Pero lo que resulta menos conocido para el gran público es que este austrohúngaro nacido en Budapest era un auténtico fanático de la superstición y lo sobrenatural. Creía que lo esotérico influía en el fútbol de tal forma que le dedicaba a ese tipo de detalles casi el mismo tiempo que al juego en sí. Cuando el Benfica se clasificó para la final de 1961 tras eliminar con polémica al Rapid de Viena, sabedor de que el estadio de la final sería el Wankdorf-Stadion de Berna y que el rival, el F.C. Barcelona, era tan favorito como lo había sido Hungría ante Alemania Federal en 1954, reclamó que el Benfica se concentrara en la pequeña localidad de Spiez, la misma que acogió a Alemania durante el Mundial suizo. Es más, Guttmann exigió hospedarse en el mismo hotel que los alemanes. Cuando el responsable del Hotel Eden de Spiez les comunicó que no disponía de suficientes habitaciones libres, Guttmann ofreció cuantiosas sumas a los huéspedes para que dejaran sus habitaciones y así pudiera quedarse el Benfica en el mismo lugar donde Alemania pernoctó antes de dar el campanazo ante los 'Magical Magyars' de Puskas, Kocsis y Czibor.

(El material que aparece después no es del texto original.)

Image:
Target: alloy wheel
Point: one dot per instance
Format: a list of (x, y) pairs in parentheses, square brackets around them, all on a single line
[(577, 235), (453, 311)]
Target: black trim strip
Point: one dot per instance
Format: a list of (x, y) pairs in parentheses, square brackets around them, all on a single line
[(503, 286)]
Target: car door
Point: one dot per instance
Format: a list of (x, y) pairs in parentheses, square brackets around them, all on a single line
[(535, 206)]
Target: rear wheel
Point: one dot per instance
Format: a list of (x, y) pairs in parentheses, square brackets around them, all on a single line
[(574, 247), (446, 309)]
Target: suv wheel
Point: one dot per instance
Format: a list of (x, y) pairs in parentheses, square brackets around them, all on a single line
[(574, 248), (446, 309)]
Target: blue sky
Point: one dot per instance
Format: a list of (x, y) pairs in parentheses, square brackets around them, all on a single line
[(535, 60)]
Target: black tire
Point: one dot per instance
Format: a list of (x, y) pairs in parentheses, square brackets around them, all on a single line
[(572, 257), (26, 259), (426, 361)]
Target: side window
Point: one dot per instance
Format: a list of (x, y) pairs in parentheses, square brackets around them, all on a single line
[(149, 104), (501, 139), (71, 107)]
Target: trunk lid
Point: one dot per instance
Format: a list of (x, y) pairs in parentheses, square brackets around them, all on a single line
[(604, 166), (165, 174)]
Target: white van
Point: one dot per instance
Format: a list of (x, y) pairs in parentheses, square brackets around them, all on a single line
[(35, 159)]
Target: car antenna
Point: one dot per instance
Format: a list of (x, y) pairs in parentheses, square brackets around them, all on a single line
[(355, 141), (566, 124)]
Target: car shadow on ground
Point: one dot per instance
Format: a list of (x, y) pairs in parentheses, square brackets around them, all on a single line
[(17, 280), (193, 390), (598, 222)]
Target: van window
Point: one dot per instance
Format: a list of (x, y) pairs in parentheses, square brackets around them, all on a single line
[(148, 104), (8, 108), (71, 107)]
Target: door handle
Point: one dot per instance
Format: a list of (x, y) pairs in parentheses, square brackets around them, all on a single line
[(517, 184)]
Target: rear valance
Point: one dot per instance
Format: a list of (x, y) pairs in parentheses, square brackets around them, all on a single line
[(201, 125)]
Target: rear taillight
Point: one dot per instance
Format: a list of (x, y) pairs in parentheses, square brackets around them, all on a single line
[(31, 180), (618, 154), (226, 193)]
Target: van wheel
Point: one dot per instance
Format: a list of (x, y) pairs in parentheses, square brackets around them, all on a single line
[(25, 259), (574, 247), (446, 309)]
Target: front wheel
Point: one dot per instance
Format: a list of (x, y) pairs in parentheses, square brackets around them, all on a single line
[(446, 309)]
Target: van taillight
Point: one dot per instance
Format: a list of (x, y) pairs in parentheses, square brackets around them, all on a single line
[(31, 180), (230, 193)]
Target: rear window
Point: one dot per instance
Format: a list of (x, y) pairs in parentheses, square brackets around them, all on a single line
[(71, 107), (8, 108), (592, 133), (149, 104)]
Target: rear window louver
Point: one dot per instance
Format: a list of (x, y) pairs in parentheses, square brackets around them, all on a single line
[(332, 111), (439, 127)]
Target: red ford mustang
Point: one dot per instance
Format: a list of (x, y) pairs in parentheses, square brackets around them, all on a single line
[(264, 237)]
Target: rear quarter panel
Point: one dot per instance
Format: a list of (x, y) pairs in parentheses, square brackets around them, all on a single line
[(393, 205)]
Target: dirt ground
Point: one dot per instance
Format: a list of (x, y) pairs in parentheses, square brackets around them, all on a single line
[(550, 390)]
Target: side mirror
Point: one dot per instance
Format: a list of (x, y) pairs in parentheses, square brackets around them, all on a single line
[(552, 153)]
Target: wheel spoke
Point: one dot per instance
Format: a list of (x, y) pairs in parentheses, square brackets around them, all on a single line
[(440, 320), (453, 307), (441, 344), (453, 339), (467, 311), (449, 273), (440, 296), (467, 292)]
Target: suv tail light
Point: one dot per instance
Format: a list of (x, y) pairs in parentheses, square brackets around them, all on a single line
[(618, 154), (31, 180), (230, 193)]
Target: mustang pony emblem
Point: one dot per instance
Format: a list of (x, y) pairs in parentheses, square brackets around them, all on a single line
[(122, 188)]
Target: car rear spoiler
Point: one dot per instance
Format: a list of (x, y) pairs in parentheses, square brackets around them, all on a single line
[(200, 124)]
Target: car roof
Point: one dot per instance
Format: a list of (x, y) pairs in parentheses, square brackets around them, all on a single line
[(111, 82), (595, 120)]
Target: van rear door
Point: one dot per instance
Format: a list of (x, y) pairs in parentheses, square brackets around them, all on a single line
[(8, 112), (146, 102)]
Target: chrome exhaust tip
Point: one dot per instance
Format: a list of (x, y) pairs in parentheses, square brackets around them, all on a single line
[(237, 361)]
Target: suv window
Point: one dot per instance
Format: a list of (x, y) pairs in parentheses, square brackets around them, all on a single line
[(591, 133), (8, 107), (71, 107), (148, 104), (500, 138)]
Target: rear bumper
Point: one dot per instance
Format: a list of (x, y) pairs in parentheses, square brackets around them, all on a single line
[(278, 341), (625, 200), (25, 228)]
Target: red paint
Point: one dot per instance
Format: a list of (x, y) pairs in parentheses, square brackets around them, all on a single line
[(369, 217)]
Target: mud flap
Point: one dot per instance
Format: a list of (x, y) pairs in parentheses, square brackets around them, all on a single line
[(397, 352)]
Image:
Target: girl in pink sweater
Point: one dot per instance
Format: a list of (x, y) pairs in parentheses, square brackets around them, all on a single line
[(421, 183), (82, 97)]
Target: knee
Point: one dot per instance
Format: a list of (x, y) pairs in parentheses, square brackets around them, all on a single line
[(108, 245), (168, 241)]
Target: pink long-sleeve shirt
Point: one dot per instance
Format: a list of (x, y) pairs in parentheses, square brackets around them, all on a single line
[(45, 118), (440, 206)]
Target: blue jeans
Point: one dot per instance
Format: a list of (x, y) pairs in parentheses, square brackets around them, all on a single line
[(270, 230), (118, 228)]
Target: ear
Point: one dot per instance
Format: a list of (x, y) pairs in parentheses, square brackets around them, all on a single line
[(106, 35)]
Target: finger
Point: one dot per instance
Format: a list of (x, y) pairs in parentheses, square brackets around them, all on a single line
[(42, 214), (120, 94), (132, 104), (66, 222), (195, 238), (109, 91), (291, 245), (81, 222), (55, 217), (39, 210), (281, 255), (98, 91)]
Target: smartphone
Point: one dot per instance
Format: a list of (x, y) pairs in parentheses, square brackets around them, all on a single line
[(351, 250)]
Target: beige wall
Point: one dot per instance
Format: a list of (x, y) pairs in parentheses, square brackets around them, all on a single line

Otro detalle curioso lo protagonizó Germano de Figueiredo, defensor central del Benfica que quiso afeitarse su poblado bigote después de que en la semifinal ante el Rapid le tiraran de él en repetidas ocasiones, pero Guttmann se lo prohibió. Lo más curioso es que el resto de compañeros, habituados a las extravagancias de su técnico, apoyaron la decisión, así que Germano se quedó con el bigote.

SUÁREZ CON UN PIE FUERA

Uno de los principales bastiones de aquel Barça era Luis Suárez. Había sido elegido mejor jugador de Europa en 1960. La insistencia de Helenio Herrera, con el que había coincidido los dos años anteriores en el cuadro azulgrana, terminnó por arrancarlo de Barcelona para llevárselo a Milán. Fue el traspaso más caro de la época: 250 millones de liras.

Desde que su conoció el fichaje, Herrera le decía a Suárez cada vez que tenía ocasión que tuviera cuidado con lesionarse. Medio broma medio en serio, el argentino estaba más pendiente de llevárselo de una pieza que del reto que afrontaba Suárez con el Barça.

Helenio Herrera no quiso dejar ningún cabo suelto y cogió su coche y se marchó desde Milán hasta Berna para presenciar la final. De hecho, se sentó relativamente cerca del banquillo que ocupaba Enrique Orizaola.

Nada más terminar el partido, Herrera montó a Suárez en su coche y se lo llevó directamente a Milán. Sin duda, la etapa de Luis Suárez como culé no pudo terminar de forma más triste ni abrupta.

Algunos compañeros comentaron años después que Suárez jugó aquel partido muy presionado. Quizá demasiado para brillar y destacar como lo había hecho hasta entonces.

EL PRESIDENTE QUE SALVÓ LA VIDA

A aquella tarde de Berna de 1961 no le faltaron emociones. Durante la segunda parte, con el Benfica por delante en el marcador y el Barça tratando de forma desesperada de voltear la situación, el corazón del presidente del conjunto luso dijo basta.

El máximo mandatario portugués, Mauricio Vieira de Brito, sufrió un ataque al corazón y tuvo que ser atendido en la camilla del vestuario del Benfica, donde milagrosamente salvó la vida.

Cuando terminó el choque y los jugadores portugueses entraron en la caseta, vieron a su presidente tumbado en la camilla con los ojos cerrados. En un intento por darle aire, Coluna, autor del decisivo tercer gol, se quitó la camiseta y trató de abanicarle. Entonces, observó cómo Vieira de Brito abría los ojos ante la incredulidad de todos y comenzaba a dar gracias a Dios por haber vivido lo suficiente para ver a su equipo campeón y tocar esa copa. Mauricio Vieira todavía tendría tiempo de vivir el resto de gloriosos años de 'Las Águilas” hasta su fallecimiento en 1975. Fue, por cierto, el presidente que negó a Guttmann el aumento de sueldo que desembocó en la maldición que aún no ha superado el cuadro portugués.